59. The principal language of the District is Marathi, which is spoken by just over three-fourths of the population. The form of the language known as the Nagpuri dialect [From Dr. Grierson's Linguistic Survey of India, Vol. VII] is in general use; it differs in a number of points from the pure Marathi of Poona, but resembles in all essential points the dialect of Berar, which was formerly distinguished from it under the name Of Berari. The Koshtis have a jargon of their own, differing slightly from ordinary Nagpuri. Hindi is returned by 70,000 persons or 9 per cent. of the population. The Bundeli dialect of Western Hindi is the basis of the Nagpur form of the language, but as used in the town of Nagpur it is a regular jargon, grammar and idioms being mixed up with other forms of Hindi and with Marathi
in indescribable confusion.

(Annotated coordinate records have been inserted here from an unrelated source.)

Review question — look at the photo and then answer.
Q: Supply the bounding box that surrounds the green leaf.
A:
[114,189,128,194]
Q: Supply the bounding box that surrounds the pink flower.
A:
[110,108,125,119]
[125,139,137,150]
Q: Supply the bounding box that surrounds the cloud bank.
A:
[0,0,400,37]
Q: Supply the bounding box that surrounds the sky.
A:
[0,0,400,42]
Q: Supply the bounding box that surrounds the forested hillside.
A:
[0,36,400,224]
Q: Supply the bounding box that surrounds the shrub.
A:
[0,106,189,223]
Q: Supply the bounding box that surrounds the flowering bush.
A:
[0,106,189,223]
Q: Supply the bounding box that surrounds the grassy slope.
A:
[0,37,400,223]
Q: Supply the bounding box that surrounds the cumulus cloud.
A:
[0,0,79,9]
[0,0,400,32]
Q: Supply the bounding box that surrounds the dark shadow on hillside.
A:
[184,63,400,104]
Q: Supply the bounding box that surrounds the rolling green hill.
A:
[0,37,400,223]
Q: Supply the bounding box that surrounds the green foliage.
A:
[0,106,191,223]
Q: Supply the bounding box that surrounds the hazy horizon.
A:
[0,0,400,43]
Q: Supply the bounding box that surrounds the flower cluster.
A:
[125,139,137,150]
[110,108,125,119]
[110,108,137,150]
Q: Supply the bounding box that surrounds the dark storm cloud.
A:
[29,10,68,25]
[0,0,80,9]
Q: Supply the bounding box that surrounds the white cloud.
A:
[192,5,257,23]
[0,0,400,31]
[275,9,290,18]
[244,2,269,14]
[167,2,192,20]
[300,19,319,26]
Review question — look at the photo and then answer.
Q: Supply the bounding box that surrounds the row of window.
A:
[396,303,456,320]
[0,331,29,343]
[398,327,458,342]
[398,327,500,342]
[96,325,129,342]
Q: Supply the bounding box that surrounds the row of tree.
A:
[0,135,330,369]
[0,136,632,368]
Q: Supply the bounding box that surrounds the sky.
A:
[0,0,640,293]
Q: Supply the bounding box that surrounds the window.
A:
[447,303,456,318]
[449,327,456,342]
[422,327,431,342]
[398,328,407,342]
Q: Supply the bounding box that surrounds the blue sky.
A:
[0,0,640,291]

The number of Urdu or Hindustani speakers is 38,000, being the highest in the Province. The bulk of the Muhammadans return themselves as speaking Urdu. Gondi is returned by 41,000 persons or 5 per cent. of the population; nearly all the Gonds are still shown as speaking their tribal language. Owing to the large mixed character of the population of Nagpur, languages of other Provinces or of foreign countries are returned in more strength than in other Districts. There are 9000 speakers of Telugu, 3600 of Tamil, 3000 of Marwari, 1500 of Gujarati and nearly 3000 of English; and other tongues recorded in the census tables are Bengali,
Punjabi, Afghani; Burmese, Persian, French and Portuguese.